Heritage Sites series: uKhahlamba – Drakensberg Park

Stamp issue date: 23 September 2008
Photographs: Koos van der Lende
Stamp size: 71.5 x 30.5 mm
Stamp sheet size: 173 x 91 mm
Paper: 110 gsm stamp paper
Gum: PVA
Quantity printed: 100,000 sheets of 10
Colour: CMYK
Phosphor: 4 mm in L shape, on left and bottom of stamp.
Printing process: Offset Lithography
Printed by: Joh. Enschedé Stamps B.V., The Netherlands

All around the world there are places that are special and fragile, places that need to be protected, and in 1972 UNESCO started to do just that by proclaiming them World Heritage Sites.

Twenty-seven years later, South Africa joined the club of world heritage hosts with the proclamation of Robben Island, the Greater St Lucia Wetland Park, and the fossil sites of Sterkfontein as world heritage sites. Consequently, stamps featuring these heritage sites were issued by the South African Post Office in the year 2000. The South African Post Office features heritage sites stamps occasionally as the sites are proclaimed.

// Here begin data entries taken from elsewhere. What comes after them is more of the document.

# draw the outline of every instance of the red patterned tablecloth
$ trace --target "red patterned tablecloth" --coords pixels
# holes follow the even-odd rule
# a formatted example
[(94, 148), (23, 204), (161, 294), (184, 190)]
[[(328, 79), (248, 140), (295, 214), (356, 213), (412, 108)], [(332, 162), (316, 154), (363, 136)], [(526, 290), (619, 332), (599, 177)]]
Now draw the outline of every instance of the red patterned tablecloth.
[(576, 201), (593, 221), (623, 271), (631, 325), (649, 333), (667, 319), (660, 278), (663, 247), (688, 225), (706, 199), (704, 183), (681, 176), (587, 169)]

The heritage site to be featured on stamp on 14 March 2008 is Ukhahlamba – Drakensberg Park. The stamp features panoramic photographs taken by Koos van der Lende, with special lenses over long periods of exposure creating the magical images, which can be described as being painted with light.

Ukhahlamba/Drakensberg Park the impressive bulk of the mountains the Zulus called Uhkahlamba - “the barrier of spears” - and the Voortrekker called the Drakensberg - the “dragon mountain” - is more than just a great place to visit. Forming the main watershed of the country, it separates the well-watered Indian Ocean coast from the drier, harsher interior and the beautifully bleak, almost deserted western Atlantic shore.

The spectacular Drakensberg Mountains took their rightful place on the international tourism stage with the proclaiming of the 243 000 hectare uKhahlamba-Drakensberg Park in December 2000 as a World Heritage Site, significantly meeting the criteria for both cultural and natural properties.

International recognition was granted in acknowledgement of the Park’s uniqueness of biological diversity; its endemic and endangered species; its superlative natural beauty and its masterpiece of human creative genius in the form of ten of thousands of San rock paintings - the last visible signs of the San people.

Fabulous rock art tells the story of the San who lived there, and were pushed aside by more aggressive peoples. The San people are recognized as the indigenous inhabitants of the sub-continent. During the past centuries, they inhabited the entire sub-continent, and are regarded as “embodying the essence of southern Africa’s deep past”. Yet there is no monument to the San people - other than their own art.

The oldest painting on a rock shelter wall in the park is about 2400 years old, while more recent creations date back to the late nineteenth century. Many of the sites contain scenes depicting hunting, dancing, fighting, food gathering or ritual and trance scenes of hunting or rainmaking.
Within the Uhkahlamba-Drakensberg Park there are some 600 sites, collectively representing over 35000 individual images. Remarkably, the rock art in the park is better preserved than any other region south of the Sahara. Uniquely, it is possible to turn from rock paintings of eland, antelopes and other animals to look over pristine valleys and to see these very species feeding, resting or moving about.